Sunday, October 26, 2008

"A mutual trust between client and bank was once the foundation of our financial system - we need to get it back"

I never know what to think of posts like this, but it did make me think of Rod Dreher. William Rees-Mogg in The Times:

"The bank manager then occupied a similar position to the family solicitor or the family doctor. He hoped to maintain a long-term relationship with each client and he hoped that this relationship would survive for generations. He would offer general financial advice, and was concerned to keep the interest of the client and the bank in alignment.
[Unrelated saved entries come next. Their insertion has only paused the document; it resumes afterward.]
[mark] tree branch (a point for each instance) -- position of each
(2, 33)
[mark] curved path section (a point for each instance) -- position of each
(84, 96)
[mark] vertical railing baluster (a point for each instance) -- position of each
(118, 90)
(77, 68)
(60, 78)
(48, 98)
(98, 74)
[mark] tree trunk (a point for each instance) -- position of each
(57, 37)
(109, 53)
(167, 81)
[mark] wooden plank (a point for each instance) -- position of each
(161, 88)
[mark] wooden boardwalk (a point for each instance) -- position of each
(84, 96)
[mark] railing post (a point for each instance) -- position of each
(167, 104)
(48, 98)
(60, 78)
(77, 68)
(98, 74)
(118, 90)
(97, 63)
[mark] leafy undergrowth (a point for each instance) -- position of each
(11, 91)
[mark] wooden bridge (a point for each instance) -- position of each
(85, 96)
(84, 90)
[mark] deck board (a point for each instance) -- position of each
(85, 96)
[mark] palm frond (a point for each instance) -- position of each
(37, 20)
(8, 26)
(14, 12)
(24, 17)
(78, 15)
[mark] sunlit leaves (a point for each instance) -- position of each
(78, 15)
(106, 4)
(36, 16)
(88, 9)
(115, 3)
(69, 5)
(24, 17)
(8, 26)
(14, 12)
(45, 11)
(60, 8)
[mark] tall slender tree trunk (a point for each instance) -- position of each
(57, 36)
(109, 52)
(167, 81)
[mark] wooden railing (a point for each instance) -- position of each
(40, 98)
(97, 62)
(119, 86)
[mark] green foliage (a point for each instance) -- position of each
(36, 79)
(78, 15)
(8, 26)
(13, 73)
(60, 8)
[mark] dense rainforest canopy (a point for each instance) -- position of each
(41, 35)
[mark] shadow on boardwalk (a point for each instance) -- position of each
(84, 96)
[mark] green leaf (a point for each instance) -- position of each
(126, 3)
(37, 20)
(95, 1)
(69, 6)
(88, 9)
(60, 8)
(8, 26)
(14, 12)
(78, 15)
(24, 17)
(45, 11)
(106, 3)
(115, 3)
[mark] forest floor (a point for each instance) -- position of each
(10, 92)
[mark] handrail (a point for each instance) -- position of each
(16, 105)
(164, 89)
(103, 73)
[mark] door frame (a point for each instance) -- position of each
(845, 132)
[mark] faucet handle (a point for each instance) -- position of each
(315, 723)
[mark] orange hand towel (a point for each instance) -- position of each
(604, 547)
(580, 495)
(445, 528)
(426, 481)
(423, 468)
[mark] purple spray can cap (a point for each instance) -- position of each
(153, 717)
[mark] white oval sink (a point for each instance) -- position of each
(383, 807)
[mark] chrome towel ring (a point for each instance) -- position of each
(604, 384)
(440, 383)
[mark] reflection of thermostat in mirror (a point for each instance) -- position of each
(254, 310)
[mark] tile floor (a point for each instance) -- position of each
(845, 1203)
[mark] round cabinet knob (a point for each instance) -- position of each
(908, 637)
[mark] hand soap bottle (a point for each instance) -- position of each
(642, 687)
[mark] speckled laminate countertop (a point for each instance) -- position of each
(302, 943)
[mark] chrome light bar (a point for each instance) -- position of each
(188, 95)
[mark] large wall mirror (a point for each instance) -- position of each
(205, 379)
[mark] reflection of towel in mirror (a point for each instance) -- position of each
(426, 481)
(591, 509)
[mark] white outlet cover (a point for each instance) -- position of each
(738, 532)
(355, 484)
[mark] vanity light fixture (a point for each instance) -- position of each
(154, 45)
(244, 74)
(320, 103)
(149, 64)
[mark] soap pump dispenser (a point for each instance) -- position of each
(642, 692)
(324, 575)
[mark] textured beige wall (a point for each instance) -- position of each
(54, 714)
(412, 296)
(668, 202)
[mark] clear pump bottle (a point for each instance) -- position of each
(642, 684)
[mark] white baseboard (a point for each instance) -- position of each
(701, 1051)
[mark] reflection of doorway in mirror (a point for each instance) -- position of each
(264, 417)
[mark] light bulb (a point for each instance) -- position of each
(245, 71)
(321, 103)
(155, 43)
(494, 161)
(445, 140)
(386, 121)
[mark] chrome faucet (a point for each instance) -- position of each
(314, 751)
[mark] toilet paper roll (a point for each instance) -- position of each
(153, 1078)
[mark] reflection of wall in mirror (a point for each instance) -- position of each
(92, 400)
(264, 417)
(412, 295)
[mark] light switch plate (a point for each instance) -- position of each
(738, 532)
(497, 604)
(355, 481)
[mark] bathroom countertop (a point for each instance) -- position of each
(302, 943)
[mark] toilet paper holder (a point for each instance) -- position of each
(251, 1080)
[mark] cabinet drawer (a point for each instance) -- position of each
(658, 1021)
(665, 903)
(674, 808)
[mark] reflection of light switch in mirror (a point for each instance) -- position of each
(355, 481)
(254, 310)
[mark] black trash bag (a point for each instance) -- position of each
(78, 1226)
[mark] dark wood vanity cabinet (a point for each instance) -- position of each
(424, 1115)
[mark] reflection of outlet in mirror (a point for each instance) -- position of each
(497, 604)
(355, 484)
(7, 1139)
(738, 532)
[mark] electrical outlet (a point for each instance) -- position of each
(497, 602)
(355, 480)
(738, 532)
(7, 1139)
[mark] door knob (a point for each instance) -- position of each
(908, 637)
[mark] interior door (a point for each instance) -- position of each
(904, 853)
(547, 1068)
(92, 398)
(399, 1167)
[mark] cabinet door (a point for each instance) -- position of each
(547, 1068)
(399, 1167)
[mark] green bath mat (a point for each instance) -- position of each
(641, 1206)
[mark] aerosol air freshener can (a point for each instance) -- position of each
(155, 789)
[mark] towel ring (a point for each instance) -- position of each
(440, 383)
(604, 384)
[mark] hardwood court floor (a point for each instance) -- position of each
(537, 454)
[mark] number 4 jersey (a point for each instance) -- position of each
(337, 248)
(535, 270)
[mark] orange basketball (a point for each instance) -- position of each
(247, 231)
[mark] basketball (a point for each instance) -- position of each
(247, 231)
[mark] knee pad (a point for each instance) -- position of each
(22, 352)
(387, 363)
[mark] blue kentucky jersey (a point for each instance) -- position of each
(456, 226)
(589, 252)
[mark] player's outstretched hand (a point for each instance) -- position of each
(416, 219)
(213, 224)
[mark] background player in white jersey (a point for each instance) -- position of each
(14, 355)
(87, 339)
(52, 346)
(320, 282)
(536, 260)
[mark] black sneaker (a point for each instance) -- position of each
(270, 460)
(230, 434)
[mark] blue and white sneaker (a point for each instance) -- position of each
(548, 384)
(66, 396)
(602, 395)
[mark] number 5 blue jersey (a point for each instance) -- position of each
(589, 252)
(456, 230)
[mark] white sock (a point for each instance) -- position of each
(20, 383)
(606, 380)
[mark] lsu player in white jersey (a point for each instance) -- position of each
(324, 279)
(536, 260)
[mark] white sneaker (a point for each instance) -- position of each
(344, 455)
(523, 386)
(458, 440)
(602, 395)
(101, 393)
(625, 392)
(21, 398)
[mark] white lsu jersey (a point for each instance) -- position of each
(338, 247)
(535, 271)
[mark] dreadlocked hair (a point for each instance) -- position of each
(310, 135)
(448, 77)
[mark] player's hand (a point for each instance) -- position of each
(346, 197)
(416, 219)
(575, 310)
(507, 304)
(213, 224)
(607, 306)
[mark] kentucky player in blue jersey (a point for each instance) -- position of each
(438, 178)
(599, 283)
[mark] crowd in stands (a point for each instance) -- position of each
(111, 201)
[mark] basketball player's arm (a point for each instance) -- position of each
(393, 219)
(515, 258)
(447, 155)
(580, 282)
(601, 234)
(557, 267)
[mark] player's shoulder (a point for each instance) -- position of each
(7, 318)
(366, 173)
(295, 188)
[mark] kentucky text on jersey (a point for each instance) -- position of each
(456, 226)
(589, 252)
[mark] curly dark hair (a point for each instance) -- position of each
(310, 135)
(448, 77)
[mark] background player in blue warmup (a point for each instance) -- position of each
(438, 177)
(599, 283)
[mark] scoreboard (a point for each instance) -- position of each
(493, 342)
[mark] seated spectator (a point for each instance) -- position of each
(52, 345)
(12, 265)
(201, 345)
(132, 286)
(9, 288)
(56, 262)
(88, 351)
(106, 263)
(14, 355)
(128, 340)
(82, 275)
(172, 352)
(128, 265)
He did not lend the bank's money to people he thought might be unable to repay it. That would plainly be against the interests of the client as well as of the bank. He would, however, try to find a way of meeting the needs of vulnerable groups, including students - which I then was - widows and businesses under trading pressures. The customer who failed was seen as a failure for the bank, because it would be regarded as a lack of banking competence. The customer who built up a successful business would also be a good advertisement for the bank.

Banks were there to help their clients and to keep them out of trouble. "

I have to admit that I like this banker:

"Where relationship banking still survives, there have been relatively few problems of bad debts. The problems have arisen in transactional and unsecured credit card banking with one-off or completely unknown customers. Of course the customers have often behaved badly; if a bank does not know its customers, who are only blips on a computer screen, some of them will behave badly. The bank only has itself to blame...

The decline of moral responsibility has damaged British banks; it is the real flaw behind the credit crisis. There will be new regulation of the world's banking system after the crisis. Governments cannot risk another catastrophe on this scale. The banks need to change their behaviour. They need to re-establish relations with their clients and value experience in their staff. They need to beware of American-style, high-risk, high-return, policies. British banking was based on protecting the client's interest as well as the bank's. Bankers should not be ashamed of their Victorian heritage."

I don't quite see things this way, as I wonder if this bank would have lent money to my family. Nevertheless, there's something to be said for the sentiment, even if it is an idealization.